Top 11 Old Kiwi Sayings
#1. I became the storyteller of South Side Chicago. I used an old Kiwi liquid shoe polish as a microphone. I'd go around the house interviewing everybody, telling stupid jokes, doing voices. I mimicked Sidney Poitier, Sammy Davis Jr., people on 'Laugh-In,' Flip Wilson.
Bernie Mac
#2. If a community values its children, it must cherish its mothers.
John Bowlby
#3. As you watch the Gary Condit interview, three words come to mind: stiff, unbending and impenetrable. And that's just his hair.
David Letterman
#4. How we can stay faithful to the people that have supported us from the beginning is a thought in my mind. I always want to keep that part of it alive.
Dave Matthews
#5. Some people have said that I haven't got the parts I should've got because of the way I look.
Jacqueline Bisset
#6. Being a rocket scientist isn't all that smart when you could work in finance.
A.D. Aliwat
#7. I felt like I was cheating myself of those communities and cheating the audience because I wasn't able to know them. That's what the bikes did, without me having to put any arbitrary philosophy on what it was supposed to be. It enabled human connection.
Ben Sollee
#8. What if our bodies were transparent, like a washing machine window? How wondrous to watch ourselves. Joggers would job even harder, blood pumping away.
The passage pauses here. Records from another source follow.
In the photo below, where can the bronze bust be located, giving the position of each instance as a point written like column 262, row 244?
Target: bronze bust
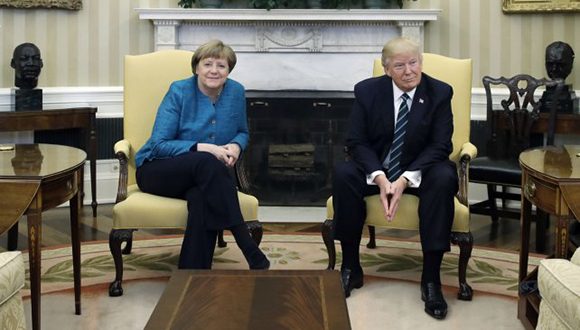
column 559, row 60
column 559, row 63
column 27, row 64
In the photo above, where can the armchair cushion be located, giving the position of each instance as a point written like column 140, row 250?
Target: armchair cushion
column 559, row 285
column 142, row 210
column 11, row 281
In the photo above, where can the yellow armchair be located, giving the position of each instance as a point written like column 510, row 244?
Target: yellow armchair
column 457, row 73
column 147, row 79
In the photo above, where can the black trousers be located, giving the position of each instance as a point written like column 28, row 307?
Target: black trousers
column 212, row 200
column 439, row 184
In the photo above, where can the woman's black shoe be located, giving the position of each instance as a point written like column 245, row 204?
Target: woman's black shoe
column 435, row 304
column 351, row 280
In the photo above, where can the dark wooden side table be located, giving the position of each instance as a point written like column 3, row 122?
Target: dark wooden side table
column 34, row 178
column 84, row 117
column 551, row 182
column 247, row 299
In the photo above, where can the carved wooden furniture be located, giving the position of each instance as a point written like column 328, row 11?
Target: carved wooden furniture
column 243, row 299
column 147, row 79
column 551, row 182
column 43, row 120
column 510, row 129
column 457, row 73
column 34, row 178
column 11, row 282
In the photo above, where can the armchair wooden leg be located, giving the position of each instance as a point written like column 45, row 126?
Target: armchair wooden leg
column 221, row 242
column 13, row 238
column 372, row 241
column 116, row 238
column 492, row 203
column 256, row 231
column 328, row 238
column 465, row 242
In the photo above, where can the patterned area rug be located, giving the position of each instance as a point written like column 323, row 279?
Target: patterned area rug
column 490, row 271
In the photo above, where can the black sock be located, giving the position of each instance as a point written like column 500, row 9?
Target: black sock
column 350, row 255
column 432, row 267
column 254, row 256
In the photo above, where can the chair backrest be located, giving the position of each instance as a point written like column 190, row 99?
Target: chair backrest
column 510, row 125
column 147, row 79
column 457, row 73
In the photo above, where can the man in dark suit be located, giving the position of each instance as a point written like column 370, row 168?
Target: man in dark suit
column 399, row 141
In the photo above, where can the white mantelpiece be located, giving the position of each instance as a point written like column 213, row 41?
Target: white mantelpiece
column 314, row 49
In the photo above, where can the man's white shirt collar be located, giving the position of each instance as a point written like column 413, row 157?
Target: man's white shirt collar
column 397, row 92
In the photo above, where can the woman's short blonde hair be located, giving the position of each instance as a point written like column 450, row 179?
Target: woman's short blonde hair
column 400, row 45
column 214, row 49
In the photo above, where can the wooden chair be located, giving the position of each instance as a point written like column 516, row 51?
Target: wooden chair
column 457, row 73
column 509, row 134
column 147, row 79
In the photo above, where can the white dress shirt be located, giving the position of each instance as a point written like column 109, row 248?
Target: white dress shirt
column 413, row 177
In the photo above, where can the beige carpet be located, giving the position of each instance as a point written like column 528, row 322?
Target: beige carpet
column 489, row 271
column 390, row 298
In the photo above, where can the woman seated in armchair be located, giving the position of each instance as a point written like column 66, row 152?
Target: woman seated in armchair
column 199, row 131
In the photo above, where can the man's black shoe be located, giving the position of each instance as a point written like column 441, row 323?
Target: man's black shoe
column 351, row 280
column 435, row 304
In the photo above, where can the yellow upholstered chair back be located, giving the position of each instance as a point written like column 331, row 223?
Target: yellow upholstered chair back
column 457, row 73
column 147, row 79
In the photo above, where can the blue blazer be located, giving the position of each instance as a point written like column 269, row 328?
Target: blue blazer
column 186, row 116
column 429, row 131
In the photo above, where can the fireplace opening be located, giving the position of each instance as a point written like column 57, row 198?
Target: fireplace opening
column 296, row 138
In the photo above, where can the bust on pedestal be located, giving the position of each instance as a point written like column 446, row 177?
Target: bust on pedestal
column 559, row 62
column 27, row 64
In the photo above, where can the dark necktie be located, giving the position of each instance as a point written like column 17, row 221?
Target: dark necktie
column 394, row 168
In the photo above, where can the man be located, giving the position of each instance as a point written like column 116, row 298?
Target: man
column 27, row 64
column 399, row 141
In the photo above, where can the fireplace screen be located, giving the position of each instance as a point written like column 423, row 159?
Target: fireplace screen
column 295, row 140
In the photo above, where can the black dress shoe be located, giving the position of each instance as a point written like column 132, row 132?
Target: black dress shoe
column 351, row 280
column 435, row 304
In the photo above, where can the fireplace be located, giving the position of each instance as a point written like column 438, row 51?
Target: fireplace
column 296, row 137
column 299, row 67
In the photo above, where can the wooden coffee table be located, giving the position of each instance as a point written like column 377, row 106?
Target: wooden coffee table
column 245, row 299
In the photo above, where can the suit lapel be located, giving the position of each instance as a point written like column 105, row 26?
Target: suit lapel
column 387, row 112
column 418, row 108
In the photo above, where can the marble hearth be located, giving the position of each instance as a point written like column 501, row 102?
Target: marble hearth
column 287, row 49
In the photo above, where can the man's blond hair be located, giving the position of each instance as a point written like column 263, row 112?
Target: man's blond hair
column 400, row 45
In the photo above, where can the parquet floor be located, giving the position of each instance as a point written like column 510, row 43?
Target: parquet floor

Lovers would love more. God damn! Look at that old semen go! Diets would improve-- kiwi fruit and strawberries, borscht with sour cream.
Lucia Berlin
#9. I mean Gorilla was really our first sort of goes at songwriting.
Neil Innes
#10. I had a nightmare that I slept without my nose tape on thank God it wasn't true!
Heidi Montag
#11. We Irish had the right word on the tip of our tongue, but the imperialist got at that. What should trip off it we trip over.